「ヒーリングっど♡プリキュア」感想


 プリキュアシリーズ17作目「ヒーリングっど♡プリキュア」。コンセプトは「地球のお医者さん」。この作品、公式HPなどのビジュアルからやさしい受ける印象とは打って変わって、戦いについては結構シビア。とにかく敵側の強さ、それに対する絶望感が強調されています。お医者さんがコンセプトなためか、敵キャラクターは地球の病原菌をモチーフに、地球を蝕む(=病気にする)存在「ビョーゲンズ」。敵のパターンは多く、メインとなる三幹部のシンドイーネ、グアイワル、ダルイゼンだけではなく、その幹部たちと同等の強さを持つ敵が幾度も出現する。

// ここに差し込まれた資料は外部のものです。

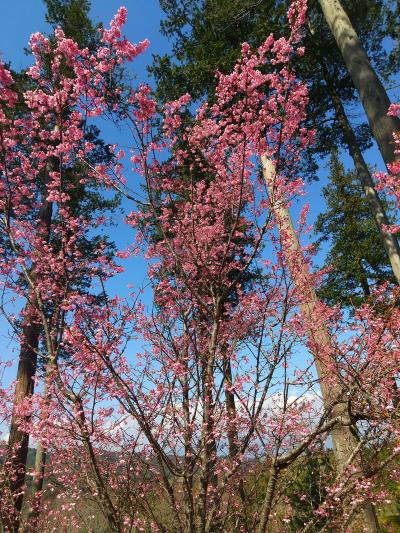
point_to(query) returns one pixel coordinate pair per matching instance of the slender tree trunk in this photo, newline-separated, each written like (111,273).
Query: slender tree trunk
(389,240)
(18,441)
(372,93)
(268,500)
(344,441)
(233,445)
(38,482)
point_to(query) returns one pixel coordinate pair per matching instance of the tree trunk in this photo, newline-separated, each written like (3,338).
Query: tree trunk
(372,93)
(389,240)
(344,441)
(38,481)
(18,441)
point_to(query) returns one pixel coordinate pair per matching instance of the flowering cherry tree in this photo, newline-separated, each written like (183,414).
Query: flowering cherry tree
(207,427)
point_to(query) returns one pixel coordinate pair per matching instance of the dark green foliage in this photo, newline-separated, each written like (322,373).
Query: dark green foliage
(73,17)
(307,493)
(357,257)
(206,36)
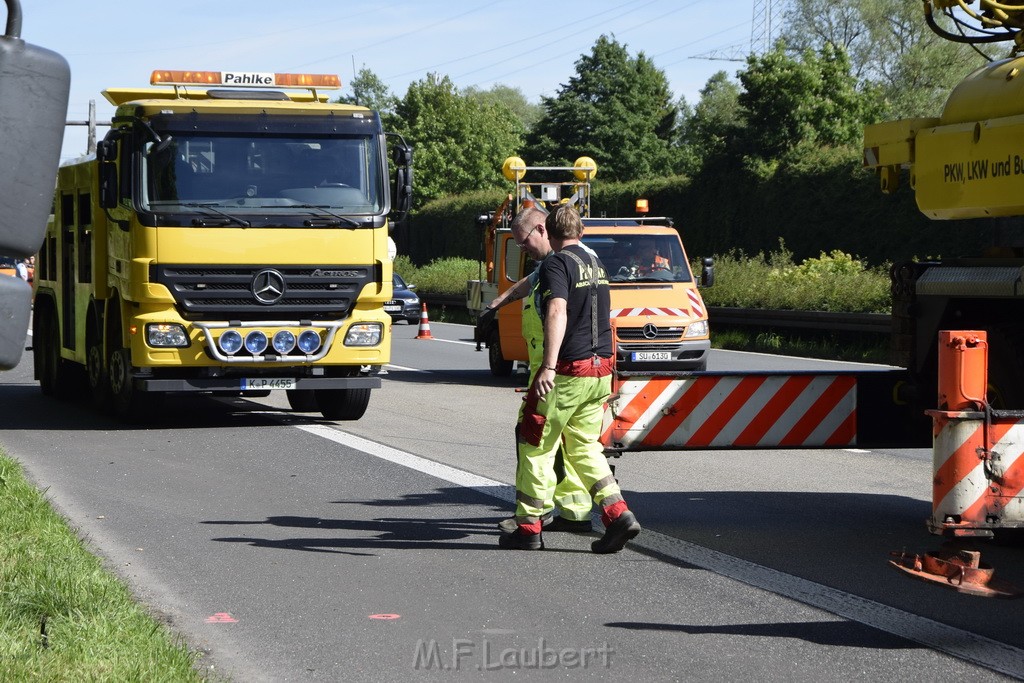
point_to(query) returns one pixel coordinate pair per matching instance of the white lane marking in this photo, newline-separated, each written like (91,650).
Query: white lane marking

 敵側が呼び出す怪物(メガ/ギガビョーゲン)も厄介で、時間経過で強くなっていき、一度に蝕める範囲も拡大する。経過した時間によっては蝕まれた場所はプリキュアの力でも元に戻すことは出来ない。一時的な撤退でも戦況が悪化するため、戦いに実質時間の制限が付いて回る。後半に至っては、メガパーツの登場で、時間経過を無視してパワーアップする敵。やけに戦いに関する敵側の強さが強調され、それによる状況のシビアさが出ていたと思います。


 プリキュア側も戦いのスタイルが面白かったです。今回は徒手空拳のみではなく、常に片手に武器を持って戦う。エレメントボトルというアイテムで多種多様な技を獲得し、状況に応じて使い分ける。格闘戦はしつつも、キラキラプリキュアアラモードのように遠距離技も自在に使いこなす。プリキュア単体の格闘戦だけではなく、パートナー妖精が武器の形状になるのも“共に戦う”のが強調されている。追加戦士のキュアアース以外は全員パートナー妖精の力を借りてシールドを出せる。そのシールドは妖精たちが身を挺してプリキュアを守る形で。

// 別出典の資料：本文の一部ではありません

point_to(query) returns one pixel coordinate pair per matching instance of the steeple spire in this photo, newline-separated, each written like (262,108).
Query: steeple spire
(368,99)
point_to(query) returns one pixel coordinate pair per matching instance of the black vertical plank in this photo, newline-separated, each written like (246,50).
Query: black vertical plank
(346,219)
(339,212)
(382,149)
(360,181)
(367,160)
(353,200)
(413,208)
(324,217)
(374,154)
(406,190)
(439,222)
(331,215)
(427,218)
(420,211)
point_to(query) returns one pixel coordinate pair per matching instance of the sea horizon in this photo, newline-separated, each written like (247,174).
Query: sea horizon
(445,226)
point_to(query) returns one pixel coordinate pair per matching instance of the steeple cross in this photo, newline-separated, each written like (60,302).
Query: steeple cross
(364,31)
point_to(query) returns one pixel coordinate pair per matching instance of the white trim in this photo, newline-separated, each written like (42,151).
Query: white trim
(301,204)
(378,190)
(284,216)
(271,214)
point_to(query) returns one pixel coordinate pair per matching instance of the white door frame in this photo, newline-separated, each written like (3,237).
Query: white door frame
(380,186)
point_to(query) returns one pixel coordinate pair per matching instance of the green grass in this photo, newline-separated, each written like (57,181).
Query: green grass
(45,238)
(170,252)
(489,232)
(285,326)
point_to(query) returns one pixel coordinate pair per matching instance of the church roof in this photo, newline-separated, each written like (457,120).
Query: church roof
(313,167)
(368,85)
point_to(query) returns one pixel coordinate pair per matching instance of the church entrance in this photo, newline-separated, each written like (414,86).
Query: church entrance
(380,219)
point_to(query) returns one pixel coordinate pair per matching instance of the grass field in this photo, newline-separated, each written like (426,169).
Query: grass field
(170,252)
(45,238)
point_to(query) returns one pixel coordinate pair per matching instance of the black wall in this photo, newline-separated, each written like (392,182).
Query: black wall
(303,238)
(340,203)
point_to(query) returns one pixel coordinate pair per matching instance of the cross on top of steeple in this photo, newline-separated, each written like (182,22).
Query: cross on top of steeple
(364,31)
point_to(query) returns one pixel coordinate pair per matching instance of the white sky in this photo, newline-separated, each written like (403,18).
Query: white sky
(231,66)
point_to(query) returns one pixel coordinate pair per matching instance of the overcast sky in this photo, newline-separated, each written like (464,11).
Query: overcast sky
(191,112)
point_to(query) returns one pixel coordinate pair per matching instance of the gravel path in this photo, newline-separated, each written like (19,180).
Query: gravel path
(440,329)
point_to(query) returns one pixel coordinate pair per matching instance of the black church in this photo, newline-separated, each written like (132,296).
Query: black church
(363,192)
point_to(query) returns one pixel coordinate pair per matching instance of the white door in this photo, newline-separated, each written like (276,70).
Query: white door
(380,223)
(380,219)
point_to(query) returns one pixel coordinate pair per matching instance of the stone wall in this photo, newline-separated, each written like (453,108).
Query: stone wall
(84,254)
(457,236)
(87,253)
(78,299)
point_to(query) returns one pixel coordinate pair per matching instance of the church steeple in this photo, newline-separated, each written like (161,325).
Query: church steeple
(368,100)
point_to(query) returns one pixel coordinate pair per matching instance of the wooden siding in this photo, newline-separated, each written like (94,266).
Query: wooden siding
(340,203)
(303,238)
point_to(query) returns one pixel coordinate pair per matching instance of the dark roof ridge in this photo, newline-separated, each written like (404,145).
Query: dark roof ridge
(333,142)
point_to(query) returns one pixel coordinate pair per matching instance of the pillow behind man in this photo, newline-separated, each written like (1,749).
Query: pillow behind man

 戦闘(お手当て)自体は全体的に“最善を尽くす”姿が印象的でした。敵の攻撃が強烈すぎるので、一撃でも貰えば致命打となるため、「ヒットアンドウェイで徐々に削りながら戦う」なんて動きを見ることになるとは思わなかったです。そんなギリギリの戦いを繰り広げる。そして、終盤に至っては敵の力をも利用する。現状考え得る、使えるものは全て使う。さらには39話以降では、連戦に次ぐ連戦。これを二回繰り返す。特にラスボス戦までの連戦で一晩中戦うことになり、ラスボスたるキングビョーゲンを打倒したのに、喜びを分かち合うよりも前に全員疲れ果てて、その場で寝てしまうなんて描写は、この作品の戦いが如何に激闘だったか、如何に死力を尽くしたかを物語っています。


 ただ、本作は常に厳しい作風だったかというと、そうではありません。日常の描き方が特徴的で、さらにそれが全体を通してやさしい作風に仕上げています。敵となるビョーゲンズは日常を蝕む存在として描かれるので、全体を通して“日常を守る”ことが強調されています。ただ、戦い以外でも、この“日常を大切に扱った”作品であり、そしてこの“日常”こそが、本作の魅力のひとつだと思います。


 舞台はすこやか市。日本のどこか片田舎に存在しそうなほど、ファンタジー色は薄い。そこを舞台として繰り広げられているので、日常生活は視聴者に出来るだけ近くすることで、日常描写に共感を持てるように作られている。日常日常と言っても、我々が思い描く最大公約数的に想像するなんでもない日常“だけ”を扱うことは、物語にしにくいのでは?と思います。“我々が日常をエンターテインメントだと思えない以上”は。非日常の方が物語になりやすい。それなのに本作のプリキュア活動以外での“日常”そのものはごくごく普通。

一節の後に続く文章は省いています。